PAMEKASAN || KLIKMADURA – Kasus hukum dugaan pemukulan siswi SMPN 2 Pademawu Pamekasan terus bergulir di Polres Pamekasan.
Tim Unit Perlindungan Perempuan dan Anak (PPA) Satreskrim Polres Pamekasan melakukan serangkaian pemeriksaan. Ibu dan korban dimintai keterangan oleh penyidik, Selasa (12/8/2025).
“Pemeriksaan biasa dari saksi-saksi, saya sampaikan semuanya. Bahwa anak saya pernah mengaku sakit usai pemukulan itu sampai dia tidak masuk sekolah dan trauma,” ungkapnya.

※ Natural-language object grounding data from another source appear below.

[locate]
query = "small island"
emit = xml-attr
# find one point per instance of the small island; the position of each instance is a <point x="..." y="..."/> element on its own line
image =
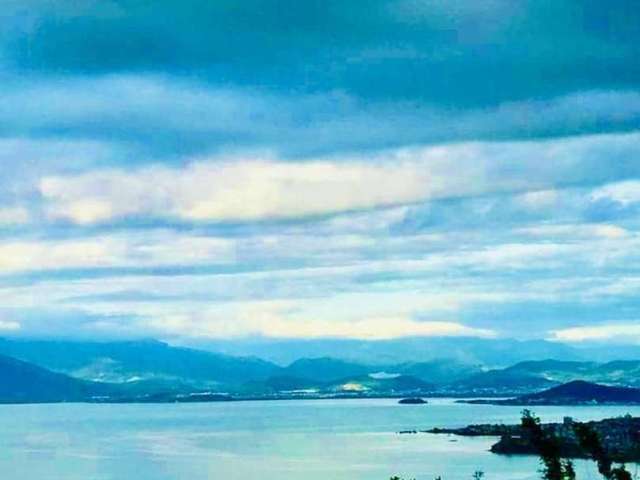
<point x="577" y="392"/>
<point x="620" y="437"/>
<point x="412" y="401"/>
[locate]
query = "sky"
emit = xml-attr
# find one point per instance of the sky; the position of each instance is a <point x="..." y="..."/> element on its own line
<point x="320" y="168"/>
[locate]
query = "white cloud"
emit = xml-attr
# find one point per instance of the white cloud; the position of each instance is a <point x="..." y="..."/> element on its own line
<point x="576" y="231"/>
<point x="276" y="319"/>
<point x="625" y="332"/>
<point x="255" y="188"/>
<point x="9" y="325"/>
<point x="141" y="250"/>
<point x="11" y="216"/>
<point x="250" y="189"/>
<point x="622" y="192"/>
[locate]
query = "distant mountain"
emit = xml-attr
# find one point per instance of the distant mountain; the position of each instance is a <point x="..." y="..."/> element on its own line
<point x="440" y="371"/>
<point x="26" y="383"/>
<point x="467" y="350"/>
<point x="579" y="393"/>
<point x="325" y="369"/>
<point x="531" y="376"/>
<point x="501" y="382"/>
<point x="153" y="362"/>
<point x="394" y="385"/>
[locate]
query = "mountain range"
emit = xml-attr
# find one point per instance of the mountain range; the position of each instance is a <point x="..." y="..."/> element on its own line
<point x="60" y="370"/>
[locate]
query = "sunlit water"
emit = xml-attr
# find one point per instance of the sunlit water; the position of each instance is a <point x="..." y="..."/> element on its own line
<point x="280" y="440"/>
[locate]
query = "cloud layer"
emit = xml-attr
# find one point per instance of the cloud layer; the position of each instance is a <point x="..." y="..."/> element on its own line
<point x="308" y="169"/>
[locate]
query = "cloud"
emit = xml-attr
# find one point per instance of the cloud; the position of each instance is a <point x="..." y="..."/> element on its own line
<point x="255" y="188"/>
<point x="110" y="251"/>
<point x="9" y="325"/>
<point x="625" y="333"/>
<point x="624" y="193"/>
<point x="11" y="216"/>
<point x="143" y="115"/>
<point x="270" y="319"/>
<point x="452" y="54"/>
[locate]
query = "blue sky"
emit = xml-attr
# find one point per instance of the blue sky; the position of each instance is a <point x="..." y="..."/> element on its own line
<point x="279" y="168"/>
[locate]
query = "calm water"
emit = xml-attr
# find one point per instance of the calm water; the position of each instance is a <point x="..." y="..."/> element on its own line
<point x="283" y="440"/>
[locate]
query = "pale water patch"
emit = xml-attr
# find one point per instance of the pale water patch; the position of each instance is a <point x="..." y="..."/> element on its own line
<point x="283" y="440"/>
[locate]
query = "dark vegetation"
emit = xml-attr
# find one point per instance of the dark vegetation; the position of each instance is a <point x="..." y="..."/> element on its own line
<point x="549" y="446"/>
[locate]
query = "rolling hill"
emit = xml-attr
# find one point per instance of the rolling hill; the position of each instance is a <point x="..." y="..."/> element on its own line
<point x="23" y="382"/>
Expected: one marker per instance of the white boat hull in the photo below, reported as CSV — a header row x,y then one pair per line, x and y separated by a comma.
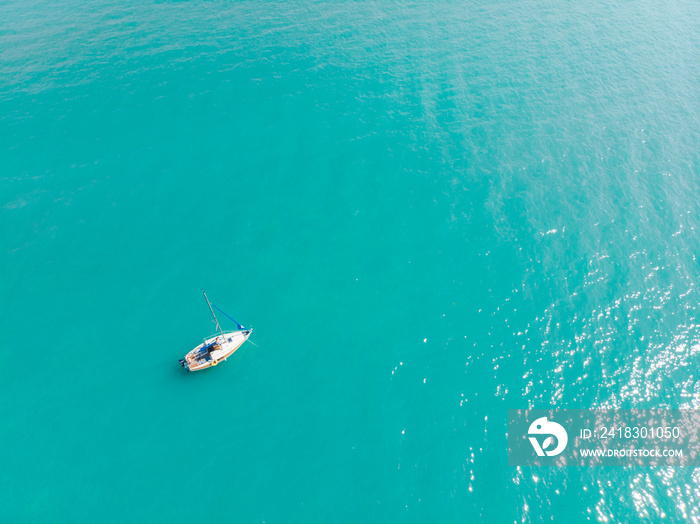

Awalnya, dia tidak tahu menahu perihal kejadian pemukulan yang menimpa anaknya itu. Sebab, anaknya diduga diintimidasi oleh pihak sekolah untuk tidak menceritakan kejadian tersebut.
Namun, pada Jumat (8/8/2025) dia mendapatkan video pemukulan tersebut dari temannya. Dengan demikian, pihak keluarga bertekad melapor ke Mapolres Pamekasan.
“Tanpa pikir panjang saya langsung lapor kesini (Polres Pamekasan),” tegas ibu korban.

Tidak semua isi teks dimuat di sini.